What I don't think is happening is a size scale understanding. A carbon-carbon bond is about 0.15 nanometers. A cell is generally >1000 nm. Atoms are generally < 0.5nm across. Our current minimal resolution using electron beams and EUV is 8 nm on only a single material.

Diamond can be grown in very few settings - primarily via Chemical Vapor Deposition. The fundamentally false idea that you and these authors are pretending is true is that atoms will go where you want them to if you put them there. The best guy at doing this in the solid is a guy named David Johnson, and even he ends up using vacuum chambers that are bigger than a person to do a very select set of materials this way in thicknesses on the order of 50 nm. He can only control unidirectional growth (down to 1 nm or so), and he must use thermodynamics to generate a final product - i.e. it's controlled by where the atoms want to be, not exactly where he put them.

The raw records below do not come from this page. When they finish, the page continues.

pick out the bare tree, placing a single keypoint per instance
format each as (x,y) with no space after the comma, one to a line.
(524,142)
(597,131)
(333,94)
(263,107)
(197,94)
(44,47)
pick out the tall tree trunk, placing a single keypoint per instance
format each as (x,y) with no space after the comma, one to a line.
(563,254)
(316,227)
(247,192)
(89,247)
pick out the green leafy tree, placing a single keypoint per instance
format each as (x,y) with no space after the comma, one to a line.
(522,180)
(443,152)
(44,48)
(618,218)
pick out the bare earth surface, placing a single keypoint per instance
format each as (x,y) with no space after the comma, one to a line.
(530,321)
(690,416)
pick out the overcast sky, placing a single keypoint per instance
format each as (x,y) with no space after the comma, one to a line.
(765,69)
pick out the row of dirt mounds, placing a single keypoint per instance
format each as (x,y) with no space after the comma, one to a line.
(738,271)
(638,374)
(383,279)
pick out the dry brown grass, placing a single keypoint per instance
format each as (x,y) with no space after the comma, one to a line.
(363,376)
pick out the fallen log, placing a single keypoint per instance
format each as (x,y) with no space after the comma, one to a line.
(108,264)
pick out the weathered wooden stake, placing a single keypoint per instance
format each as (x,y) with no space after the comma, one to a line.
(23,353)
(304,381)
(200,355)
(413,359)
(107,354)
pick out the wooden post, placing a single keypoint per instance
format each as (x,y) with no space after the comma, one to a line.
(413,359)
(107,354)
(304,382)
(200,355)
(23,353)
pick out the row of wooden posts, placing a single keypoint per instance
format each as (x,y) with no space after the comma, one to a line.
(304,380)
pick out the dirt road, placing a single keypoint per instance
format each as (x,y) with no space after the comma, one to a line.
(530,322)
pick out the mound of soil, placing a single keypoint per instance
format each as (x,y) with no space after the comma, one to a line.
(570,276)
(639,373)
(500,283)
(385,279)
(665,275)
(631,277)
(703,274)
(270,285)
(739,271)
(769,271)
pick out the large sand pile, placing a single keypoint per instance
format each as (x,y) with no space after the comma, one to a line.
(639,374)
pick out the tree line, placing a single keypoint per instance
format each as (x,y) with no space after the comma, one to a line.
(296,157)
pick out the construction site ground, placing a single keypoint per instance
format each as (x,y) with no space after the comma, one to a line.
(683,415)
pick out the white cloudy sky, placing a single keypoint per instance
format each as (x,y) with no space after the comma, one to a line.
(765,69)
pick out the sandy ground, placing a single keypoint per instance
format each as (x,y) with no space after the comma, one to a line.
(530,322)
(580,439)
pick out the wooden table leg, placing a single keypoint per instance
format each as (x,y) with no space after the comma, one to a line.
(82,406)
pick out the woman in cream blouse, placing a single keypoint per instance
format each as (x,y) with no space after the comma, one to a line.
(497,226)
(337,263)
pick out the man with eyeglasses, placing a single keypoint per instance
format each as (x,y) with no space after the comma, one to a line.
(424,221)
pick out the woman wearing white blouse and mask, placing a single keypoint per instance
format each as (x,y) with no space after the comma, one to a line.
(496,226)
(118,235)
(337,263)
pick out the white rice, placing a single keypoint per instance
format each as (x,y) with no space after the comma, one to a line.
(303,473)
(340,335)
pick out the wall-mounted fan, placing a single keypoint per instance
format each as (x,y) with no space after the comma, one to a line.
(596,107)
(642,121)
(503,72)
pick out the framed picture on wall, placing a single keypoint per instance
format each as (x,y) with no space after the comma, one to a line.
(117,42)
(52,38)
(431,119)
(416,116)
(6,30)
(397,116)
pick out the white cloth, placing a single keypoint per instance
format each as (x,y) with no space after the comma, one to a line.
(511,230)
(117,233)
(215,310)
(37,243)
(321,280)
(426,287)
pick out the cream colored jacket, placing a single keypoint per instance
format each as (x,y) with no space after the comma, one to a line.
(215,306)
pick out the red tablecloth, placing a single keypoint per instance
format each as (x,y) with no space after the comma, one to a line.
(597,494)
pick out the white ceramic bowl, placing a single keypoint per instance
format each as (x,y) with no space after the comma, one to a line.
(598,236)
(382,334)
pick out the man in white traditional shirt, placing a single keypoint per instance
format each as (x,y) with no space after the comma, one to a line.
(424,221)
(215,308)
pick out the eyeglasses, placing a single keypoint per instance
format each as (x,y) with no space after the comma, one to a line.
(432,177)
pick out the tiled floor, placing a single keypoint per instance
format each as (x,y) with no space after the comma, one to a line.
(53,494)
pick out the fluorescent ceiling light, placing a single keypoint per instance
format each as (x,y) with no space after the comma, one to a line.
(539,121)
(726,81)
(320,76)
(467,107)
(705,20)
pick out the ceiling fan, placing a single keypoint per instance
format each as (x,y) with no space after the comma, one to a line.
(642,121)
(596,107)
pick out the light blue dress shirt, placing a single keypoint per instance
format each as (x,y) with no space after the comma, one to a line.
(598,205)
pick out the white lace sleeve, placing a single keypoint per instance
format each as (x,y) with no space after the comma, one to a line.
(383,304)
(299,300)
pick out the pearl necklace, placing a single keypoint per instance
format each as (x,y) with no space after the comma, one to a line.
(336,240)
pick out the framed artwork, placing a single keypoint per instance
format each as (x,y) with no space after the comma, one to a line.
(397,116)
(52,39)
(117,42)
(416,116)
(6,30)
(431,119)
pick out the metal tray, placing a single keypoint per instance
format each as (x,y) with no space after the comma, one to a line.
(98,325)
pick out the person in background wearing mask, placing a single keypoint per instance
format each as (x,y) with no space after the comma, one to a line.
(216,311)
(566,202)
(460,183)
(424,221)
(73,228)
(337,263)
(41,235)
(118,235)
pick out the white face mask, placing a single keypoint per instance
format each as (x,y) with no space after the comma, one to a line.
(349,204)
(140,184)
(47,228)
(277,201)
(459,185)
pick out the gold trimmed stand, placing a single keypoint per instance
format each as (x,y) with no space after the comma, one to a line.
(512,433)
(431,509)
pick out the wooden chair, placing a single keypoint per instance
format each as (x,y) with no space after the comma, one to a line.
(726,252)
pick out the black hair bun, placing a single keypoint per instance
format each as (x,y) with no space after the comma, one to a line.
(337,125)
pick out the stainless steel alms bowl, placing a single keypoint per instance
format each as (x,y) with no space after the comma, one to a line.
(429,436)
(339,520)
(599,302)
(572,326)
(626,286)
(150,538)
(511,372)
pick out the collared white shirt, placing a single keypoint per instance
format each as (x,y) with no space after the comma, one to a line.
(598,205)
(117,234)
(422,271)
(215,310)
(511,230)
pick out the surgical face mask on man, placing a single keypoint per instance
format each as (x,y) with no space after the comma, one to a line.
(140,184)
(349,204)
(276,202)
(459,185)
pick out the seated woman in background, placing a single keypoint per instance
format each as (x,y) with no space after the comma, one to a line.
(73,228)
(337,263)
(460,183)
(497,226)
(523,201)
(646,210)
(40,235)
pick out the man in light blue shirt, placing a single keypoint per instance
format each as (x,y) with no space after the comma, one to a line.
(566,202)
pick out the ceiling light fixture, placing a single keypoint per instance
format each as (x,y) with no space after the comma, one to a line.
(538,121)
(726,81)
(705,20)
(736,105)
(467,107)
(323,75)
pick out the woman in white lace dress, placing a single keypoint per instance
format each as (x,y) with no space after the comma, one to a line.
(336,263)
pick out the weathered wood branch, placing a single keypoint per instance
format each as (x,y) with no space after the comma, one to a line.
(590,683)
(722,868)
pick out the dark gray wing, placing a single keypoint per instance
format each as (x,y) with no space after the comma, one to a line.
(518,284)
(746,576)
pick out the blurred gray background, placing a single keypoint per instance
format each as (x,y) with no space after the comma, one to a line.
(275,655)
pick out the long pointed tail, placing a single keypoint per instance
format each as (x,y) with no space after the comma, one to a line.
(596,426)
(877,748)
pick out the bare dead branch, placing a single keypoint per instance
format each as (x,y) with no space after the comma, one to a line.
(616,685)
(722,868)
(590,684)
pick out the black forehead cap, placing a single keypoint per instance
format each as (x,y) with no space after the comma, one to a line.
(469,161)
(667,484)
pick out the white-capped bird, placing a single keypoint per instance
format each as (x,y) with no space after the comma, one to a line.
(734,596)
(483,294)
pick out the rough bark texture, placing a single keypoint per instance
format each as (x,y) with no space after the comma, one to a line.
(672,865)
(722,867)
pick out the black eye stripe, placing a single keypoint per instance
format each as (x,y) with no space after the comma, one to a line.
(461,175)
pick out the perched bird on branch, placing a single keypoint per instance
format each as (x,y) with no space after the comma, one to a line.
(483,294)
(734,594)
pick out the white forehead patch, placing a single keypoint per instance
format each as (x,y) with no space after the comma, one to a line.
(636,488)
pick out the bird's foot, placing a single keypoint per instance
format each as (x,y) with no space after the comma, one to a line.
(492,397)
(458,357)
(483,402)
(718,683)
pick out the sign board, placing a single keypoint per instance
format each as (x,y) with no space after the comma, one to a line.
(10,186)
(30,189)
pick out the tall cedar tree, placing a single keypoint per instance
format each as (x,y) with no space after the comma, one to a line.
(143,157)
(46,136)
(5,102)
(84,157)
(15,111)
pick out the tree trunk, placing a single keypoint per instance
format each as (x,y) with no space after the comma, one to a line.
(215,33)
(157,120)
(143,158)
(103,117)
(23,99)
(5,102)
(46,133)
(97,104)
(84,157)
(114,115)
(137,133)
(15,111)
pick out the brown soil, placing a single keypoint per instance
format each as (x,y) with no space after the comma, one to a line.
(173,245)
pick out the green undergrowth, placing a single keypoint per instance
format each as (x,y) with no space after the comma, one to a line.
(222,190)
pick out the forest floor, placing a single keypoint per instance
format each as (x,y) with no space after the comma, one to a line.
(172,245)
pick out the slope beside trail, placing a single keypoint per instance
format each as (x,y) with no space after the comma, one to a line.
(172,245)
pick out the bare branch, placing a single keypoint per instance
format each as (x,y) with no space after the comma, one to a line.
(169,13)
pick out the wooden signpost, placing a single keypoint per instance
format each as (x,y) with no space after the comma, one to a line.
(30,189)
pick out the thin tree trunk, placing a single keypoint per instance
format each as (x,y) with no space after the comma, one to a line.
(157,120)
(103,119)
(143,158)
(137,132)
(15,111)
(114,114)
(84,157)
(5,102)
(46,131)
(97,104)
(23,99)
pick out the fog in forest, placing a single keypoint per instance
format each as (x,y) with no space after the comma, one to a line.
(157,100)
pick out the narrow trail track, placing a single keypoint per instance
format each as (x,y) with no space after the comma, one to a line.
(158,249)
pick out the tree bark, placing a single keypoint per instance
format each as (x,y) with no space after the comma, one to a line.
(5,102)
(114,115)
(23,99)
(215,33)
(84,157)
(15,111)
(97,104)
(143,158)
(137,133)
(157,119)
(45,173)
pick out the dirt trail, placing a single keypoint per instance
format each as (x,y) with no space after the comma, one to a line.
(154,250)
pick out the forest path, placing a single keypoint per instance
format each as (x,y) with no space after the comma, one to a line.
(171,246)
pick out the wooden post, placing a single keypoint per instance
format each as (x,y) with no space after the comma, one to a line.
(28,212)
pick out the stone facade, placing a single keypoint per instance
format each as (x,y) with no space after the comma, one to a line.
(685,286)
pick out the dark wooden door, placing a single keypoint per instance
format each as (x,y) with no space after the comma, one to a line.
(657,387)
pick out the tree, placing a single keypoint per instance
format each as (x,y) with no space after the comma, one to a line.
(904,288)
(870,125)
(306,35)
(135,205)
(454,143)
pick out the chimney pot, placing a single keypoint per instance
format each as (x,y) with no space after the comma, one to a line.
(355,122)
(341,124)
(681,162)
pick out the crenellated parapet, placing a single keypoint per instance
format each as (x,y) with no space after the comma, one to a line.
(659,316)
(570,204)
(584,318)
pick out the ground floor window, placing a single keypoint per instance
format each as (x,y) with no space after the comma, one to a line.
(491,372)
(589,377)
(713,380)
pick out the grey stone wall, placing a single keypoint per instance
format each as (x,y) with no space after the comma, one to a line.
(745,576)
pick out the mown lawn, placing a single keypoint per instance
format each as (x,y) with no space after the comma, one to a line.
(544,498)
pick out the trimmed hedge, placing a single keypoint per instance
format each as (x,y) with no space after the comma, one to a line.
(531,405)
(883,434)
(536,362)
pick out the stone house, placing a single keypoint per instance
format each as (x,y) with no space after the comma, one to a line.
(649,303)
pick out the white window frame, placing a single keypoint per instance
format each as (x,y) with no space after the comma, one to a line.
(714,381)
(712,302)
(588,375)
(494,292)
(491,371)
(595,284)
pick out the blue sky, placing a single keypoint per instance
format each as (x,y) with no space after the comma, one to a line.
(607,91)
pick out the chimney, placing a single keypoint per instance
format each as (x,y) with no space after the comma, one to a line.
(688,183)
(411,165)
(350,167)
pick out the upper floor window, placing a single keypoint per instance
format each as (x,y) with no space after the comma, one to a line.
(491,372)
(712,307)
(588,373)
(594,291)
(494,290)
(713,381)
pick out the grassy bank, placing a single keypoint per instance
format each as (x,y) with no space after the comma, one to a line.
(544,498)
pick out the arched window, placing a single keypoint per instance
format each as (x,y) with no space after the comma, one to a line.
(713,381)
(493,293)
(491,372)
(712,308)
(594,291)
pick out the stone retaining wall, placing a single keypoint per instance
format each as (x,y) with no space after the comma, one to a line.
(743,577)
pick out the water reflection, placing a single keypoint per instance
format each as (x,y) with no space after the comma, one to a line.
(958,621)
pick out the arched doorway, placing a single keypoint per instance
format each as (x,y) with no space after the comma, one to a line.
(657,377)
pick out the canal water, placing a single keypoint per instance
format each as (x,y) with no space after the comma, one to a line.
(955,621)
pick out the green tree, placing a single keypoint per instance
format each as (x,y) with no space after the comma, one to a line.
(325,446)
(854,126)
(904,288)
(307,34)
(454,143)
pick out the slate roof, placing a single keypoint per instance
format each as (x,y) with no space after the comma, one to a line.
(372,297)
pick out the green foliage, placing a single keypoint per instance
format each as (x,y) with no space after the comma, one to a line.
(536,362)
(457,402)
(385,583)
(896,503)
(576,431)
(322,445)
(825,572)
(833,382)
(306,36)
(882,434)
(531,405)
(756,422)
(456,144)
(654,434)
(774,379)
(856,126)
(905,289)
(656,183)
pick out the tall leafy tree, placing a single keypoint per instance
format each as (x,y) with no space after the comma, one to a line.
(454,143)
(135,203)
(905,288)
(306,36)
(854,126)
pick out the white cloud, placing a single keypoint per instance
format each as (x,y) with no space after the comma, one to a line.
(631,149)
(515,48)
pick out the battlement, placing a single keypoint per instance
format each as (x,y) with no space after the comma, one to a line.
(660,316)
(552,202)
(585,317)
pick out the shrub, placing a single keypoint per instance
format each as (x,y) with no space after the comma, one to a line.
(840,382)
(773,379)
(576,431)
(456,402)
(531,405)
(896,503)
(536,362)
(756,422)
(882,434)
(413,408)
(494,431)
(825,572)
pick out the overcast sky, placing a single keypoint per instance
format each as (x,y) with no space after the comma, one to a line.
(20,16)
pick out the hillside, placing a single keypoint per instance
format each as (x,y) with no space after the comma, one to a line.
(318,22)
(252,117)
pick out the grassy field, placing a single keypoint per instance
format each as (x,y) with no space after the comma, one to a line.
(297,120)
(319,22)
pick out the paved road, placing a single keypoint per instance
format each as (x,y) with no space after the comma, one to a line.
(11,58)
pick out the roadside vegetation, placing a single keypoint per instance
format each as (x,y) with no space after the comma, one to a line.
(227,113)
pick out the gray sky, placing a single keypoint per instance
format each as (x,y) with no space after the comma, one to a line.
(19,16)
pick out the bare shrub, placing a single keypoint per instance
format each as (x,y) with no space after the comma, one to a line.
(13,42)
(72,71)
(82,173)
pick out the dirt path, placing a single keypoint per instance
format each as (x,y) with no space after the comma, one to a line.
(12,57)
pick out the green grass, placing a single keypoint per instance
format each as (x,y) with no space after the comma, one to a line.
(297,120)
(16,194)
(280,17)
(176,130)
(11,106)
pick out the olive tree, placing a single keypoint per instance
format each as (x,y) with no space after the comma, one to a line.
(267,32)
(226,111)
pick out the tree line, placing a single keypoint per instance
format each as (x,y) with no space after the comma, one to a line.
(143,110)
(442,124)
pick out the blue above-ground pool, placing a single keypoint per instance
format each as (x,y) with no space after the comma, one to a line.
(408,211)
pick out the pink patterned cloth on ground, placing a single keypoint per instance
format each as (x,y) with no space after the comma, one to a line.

At the atomic scale, atoms move to thermodynamically stable places - be the thermodynamics physically or chemically driven. Atomic printing only works when you initially place atoms where they want to go in the symmetric orientation that they find suitable in the environmental conditions present. Diamond only grows in certain pressure and temperature ranges, and unless you mimic those, the atoms will not arrange in tetrahedral coordinations leaving you with diamond-like carbon.

Your question is the nano-equivalent of asking a NASA scientist when the space shuttles will have transporters.

[SolidState]

If you're interested in the growth of diamond, you should look into the best work I've seen on the subject. It's by Yu Fei Meng and Russel Hemley at Carnegie in Washington DC. You'll see where the state of that art is, and you may also come away with some better understanding of what it takes to make diamond.

[JD Spydo]

The 2 sectors of "nanotechnology" that I am most intrigued with and looking forward to are the nanotech lubrication products and the strong advances that they have made in the science of ceramics.

My nephew has a "Phd" in physics and he has told me that "nanotechnology" is truly going to open a "Pandora's Box" into many scientific endeavors. I do believe that in our lifetime they will develop a lubrication that will eliminate all friction and there will be no wear & tear to contend with.

Now as far as knifemaking and what nanotech can do in the areas of metallurgy I can't comment on but you can be rest assured it will be an area that they will be exploring.